Election results in Cambodia might trigger political action in Brussels

The Cambodian government has announced the preliminary results of the July 29th national elections: a record turnout of 82.71%, with 77.5% of the votes for the ruling CCP party. All of the seats have gone to the CPP. With such kind of manipulated elections, Cambodia is leaving the general consensus of democracy and will likely be confronted with political and economic sanctions from the international community.

For the Brussels-based EU institutions, these results mean two things: the lobbying of the Cambodian opposition – which started last autumn – will increase, and the European External Action Service (EEAS) is now asked to implement the last aspects of the EP Urgent Resolution on Cambodia from December of 2017.

Daraan Kravanh, the president of the the Khmer Anti-Poverty Part (KAPP), the only party critical of the current government, which has remained in power for 33 years, published his conclusions: “Ten points never to forget”.

Daraan Kravanh

1. We have been naive – we thought that in our country there would still be a small space for democracy. We were wrong, totally wrong.

2. The parliament elections of 29 July 2018 are one of the darkest moments of democracy: an authoritarian and repressive government shows that the hopes and wishes of the population are of no concern, these elections are a betrayal of the popular will.

3. With these fraudulent elections our country had made itself ridiculous in the eyes of the international community.

4. Who in the world will believe that the participation in these elections has been 80%, while the polling station were never really crowded?

5. Who in the world will believe that an election campaign can be considered as free and fair after having forbidding opposition parties and forcing senior opposition party leadership to flee abroad?

6. Who in the world will believe that the cry of a population had been heard in a climate of fear, with arresting of opponents, closing of independent media, locking up journalists and those working for civil society groups and using the courts and security forces to crush dissent and intimidate critics?

7. Who in the world will believe that in a highly repressive political environment elections had been free and fair, where government officials were systematically mobilized to intimidate voters, threatening workers in the factories with loosing their jobs, cutting off water and electricity, or even be evicted from their homes, if they did not vote?

8. Who in the world will believe that an election is free and fair, if prior to the election, major news websites, including Voice of America, Radio Free Asia, Voice of Democracy, and the Phnom Penh Post were blocked by the government’s Information Ministry?

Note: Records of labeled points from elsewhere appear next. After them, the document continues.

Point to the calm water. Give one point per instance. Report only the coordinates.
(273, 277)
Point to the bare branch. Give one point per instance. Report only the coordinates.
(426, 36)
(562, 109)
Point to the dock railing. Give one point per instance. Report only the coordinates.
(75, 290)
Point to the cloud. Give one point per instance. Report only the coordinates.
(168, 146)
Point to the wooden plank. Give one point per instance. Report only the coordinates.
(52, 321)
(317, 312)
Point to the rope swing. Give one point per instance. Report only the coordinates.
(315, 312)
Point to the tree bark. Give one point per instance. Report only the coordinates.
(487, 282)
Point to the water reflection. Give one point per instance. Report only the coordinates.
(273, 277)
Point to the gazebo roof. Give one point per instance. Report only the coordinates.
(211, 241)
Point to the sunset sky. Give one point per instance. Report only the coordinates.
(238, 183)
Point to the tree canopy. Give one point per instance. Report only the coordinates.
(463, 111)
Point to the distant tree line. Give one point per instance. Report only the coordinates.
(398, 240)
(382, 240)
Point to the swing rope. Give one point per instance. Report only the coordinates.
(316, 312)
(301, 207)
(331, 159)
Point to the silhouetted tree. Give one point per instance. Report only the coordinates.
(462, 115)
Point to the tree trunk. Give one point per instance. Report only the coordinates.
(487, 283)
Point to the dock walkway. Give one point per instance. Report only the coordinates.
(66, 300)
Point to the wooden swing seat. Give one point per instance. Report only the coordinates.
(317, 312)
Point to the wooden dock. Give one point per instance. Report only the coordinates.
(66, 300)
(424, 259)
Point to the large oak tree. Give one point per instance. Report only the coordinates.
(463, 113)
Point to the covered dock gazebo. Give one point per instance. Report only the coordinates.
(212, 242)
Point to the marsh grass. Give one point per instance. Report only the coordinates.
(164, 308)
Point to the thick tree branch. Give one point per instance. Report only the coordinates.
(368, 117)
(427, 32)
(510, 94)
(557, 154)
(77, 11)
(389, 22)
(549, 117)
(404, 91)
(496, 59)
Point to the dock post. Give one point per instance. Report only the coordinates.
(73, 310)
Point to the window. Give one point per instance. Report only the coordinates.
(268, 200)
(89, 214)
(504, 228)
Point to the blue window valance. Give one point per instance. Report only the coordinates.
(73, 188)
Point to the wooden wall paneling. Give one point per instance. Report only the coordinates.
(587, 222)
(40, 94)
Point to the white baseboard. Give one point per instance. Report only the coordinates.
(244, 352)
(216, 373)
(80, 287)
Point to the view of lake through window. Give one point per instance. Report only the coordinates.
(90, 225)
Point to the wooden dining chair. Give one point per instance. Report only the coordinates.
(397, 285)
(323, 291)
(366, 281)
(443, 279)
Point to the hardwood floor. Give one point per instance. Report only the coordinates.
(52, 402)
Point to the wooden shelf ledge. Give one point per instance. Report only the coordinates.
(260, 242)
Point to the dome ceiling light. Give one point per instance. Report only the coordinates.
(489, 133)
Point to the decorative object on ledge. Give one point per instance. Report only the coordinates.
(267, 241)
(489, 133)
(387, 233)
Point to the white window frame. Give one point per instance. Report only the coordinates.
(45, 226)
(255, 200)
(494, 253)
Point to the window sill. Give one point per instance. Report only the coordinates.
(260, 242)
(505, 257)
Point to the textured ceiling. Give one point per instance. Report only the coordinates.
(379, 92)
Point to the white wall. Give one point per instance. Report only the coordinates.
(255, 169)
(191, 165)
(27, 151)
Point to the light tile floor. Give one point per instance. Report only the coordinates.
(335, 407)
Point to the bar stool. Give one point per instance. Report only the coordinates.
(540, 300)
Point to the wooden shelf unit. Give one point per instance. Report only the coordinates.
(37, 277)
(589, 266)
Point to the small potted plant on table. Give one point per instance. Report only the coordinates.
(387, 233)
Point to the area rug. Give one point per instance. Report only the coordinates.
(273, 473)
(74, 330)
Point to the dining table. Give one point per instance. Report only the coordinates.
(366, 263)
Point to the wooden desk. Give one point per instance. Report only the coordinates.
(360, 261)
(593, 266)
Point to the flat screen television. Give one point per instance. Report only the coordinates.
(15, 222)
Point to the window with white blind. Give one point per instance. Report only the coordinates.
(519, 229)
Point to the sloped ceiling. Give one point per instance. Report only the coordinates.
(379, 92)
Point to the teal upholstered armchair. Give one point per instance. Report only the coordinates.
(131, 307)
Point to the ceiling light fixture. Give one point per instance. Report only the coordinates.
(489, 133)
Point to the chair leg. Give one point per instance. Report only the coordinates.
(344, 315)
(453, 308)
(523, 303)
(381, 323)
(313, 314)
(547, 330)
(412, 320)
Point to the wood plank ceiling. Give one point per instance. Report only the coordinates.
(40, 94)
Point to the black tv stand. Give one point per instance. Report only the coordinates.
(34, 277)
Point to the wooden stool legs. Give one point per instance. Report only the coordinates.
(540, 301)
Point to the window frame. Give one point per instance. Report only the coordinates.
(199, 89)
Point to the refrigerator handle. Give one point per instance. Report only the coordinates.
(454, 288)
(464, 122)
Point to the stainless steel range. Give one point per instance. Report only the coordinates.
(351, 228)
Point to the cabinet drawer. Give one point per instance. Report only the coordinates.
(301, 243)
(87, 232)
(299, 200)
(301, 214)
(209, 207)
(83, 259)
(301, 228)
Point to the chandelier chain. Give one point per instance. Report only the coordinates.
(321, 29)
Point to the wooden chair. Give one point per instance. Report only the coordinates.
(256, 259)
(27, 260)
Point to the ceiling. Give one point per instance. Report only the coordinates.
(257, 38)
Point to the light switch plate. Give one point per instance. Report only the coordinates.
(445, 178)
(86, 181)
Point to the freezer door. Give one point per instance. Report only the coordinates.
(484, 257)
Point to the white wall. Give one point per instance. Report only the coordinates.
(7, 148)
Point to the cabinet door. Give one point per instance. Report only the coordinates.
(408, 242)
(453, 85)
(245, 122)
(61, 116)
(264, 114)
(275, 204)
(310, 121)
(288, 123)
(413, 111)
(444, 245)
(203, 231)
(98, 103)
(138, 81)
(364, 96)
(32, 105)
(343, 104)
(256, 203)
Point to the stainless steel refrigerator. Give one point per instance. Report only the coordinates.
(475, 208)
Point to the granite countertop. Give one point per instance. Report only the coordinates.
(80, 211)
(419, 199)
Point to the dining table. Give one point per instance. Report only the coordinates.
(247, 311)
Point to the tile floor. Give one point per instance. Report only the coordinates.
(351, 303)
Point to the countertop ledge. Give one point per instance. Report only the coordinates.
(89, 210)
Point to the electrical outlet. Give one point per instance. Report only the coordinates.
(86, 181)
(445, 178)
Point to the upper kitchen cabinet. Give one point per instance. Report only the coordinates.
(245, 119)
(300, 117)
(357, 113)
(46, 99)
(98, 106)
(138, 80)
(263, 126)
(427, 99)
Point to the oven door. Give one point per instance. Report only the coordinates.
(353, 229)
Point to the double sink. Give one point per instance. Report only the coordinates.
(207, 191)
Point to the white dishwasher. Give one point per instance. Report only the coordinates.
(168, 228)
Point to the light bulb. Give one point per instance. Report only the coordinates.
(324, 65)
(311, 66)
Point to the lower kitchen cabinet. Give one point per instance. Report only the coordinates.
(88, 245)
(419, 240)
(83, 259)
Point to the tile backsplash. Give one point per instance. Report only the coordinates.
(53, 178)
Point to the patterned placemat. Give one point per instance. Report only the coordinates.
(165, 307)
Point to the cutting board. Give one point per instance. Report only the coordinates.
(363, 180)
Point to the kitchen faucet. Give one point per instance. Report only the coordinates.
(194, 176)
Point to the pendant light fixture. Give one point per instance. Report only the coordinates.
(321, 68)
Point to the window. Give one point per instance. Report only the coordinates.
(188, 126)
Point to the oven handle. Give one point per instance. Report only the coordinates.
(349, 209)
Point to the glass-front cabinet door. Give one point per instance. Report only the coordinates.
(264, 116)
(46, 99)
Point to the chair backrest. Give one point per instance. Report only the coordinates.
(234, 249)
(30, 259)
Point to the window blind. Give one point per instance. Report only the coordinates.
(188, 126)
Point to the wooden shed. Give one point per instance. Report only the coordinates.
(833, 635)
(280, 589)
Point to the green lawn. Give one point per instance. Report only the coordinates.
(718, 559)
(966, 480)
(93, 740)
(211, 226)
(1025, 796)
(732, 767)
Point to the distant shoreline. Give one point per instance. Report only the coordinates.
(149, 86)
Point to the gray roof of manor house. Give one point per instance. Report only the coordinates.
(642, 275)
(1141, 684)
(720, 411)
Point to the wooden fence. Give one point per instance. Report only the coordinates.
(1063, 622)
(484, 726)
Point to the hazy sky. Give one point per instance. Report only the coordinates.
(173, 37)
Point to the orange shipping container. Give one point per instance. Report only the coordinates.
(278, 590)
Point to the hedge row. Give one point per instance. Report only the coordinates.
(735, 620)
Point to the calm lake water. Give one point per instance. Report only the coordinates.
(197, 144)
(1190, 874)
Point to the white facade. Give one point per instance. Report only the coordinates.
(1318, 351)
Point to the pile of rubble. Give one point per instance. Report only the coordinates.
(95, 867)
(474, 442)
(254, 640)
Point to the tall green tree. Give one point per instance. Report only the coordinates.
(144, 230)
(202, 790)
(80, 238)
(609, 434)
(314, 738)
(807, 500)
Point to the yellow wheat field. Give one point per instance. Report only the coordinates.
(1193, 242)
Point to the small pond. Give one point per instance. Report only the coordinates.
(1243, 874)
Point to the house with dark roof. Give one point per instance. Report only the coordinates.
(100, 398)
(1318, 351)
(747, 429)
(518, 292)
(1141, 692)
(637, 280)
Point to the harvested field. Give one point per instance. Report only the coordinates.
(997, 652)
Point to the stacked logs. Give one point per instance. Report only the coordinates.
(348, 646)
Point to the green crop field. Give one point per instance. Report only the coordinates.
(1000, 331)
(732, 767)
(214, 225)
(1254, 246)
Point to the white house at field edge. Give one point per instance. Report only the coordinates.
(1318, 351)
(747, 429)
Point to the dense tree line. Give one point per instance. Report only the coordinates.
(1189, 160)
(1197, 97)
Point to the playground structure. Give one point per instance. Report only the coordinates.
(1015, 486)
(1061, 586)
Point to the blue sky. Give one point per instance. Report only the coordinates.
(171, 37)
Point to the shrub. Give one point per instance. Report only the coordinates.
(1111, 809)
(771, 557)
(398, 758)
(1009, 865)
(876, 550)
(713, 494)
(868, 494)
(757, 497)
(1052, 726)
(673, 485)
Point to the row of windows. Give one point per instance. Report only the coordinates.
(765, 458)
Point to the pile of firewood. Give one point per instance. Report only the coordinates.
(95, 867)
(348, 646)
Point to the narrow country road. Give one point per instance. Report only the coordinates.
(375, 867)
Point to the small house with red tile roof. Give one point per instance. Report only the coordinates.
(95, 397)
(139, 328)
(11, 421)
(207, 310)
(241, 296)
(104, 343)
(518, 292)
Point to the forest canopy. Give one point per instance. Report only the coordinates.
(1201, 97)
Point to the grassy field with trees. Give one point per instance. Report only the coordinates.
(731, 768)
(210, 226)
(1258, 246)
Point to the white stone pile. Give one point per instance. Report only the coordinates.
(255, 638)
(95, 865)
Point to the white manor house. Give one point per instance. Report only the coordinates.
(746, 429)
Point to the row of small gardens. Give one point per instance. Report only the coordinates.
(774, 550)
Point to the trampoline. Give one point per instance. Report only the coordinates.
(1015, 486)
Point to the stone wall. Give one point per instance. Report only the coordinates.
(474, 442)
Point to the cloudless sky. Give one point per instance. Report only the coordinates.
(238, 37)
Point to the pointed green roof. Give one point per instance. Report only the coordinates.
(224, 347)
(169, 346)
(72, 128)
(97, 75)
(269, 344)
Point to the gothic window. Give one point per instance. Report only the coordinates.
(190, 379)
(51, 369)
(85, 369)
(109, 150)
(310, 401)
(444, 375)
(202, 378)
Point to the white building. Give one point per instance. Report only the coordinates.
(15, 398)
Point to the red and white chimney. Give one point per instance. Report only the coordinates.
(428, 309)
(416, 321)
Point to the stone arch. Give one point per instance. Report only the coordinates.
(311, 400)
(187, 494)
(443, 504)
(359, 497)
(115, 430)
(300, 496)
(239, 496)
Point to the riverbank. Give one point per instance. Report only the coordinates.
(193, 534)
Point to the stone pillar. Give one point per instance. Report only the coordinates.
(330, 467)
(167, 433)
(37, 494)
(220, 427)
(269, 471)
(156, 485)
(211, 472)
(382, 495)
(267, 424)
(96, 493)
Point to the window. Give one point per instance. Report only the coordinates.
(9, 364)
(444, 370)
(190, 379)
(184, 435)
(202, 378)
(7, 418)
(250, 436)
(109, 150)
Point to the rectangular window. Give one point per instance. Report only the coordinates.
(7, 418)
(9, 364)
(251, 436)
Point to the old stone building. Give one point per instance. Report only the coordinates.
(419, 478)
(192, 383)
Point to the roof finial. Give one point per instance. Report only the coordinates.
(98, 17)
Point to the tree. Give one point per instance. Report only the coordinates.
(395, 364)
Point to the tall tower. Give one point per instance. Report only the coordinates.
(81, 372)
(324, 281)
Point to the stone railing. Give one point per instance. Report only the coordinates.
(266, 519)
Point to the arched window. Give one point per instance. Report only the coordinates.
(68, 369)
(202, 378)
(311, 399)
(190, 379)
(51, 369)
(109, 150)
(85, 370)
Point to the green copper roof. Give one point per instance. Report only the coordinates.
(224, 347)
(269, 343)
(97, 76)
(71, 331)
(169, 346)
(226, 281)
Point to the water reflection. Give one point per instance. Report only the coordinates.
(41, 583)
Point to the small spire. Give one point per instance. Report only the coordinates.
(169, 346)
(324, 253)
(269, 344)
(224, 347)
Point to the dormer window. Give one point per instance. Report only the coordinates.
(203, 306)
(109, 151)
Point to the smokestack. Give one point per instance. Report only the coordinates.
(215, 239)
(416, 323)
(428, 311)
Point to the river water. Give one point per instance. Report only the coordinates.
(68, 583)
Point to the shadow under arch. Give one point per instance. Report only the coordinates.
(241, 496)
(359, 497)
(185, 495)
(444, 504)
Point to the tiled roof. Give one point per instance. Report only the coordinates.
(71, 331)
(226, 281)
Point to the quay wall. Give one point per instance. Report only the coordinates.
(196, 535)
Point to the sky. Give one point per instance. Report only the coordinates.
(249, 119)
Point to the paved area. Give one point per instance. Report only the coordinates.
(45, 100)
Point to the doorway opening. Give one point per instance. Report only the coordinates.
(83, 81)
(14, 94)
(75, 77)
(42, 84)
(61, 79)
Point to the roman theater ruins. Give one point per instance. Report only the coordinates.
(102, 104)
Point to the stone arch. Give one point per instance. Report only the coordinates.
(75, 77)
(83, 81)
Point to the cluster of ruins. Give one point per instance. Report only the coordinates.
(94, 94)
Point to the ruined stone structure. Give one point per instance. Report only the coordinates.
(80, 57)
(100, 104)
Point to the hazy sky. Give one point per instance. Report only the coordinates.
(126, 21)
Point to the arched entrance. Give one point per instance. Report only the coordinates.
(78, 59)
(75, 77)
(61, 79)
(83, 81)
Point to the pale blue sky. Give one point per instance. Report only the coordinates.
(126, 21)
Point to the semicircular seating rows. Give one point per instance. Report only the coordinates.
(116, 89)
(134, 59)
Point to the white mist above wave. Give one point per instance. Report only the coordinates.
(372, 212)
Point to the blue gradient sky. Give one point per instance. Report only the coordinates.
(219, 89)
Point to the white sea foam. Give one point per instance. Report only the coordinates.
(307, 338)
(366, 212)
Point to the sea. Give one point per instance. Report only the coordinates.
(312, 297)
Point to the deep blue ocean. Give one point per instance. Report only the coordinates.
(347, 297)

9. This is the end of the road for democracy in Cambodia, though the development has been authoritarian for years. As Cambodia will lack after these elections a legitimate government, the international community will increase their actions.The European Union, the US, Australia and other key players have already – or will do after these elections – decided on denial of visa, freezing of assets and other sanctions on the leadership of Cambodia.

10. Who in the world is able to believe that this mockery of democracy which made our country a de facto one-party state will be accepted by the population and by the international community?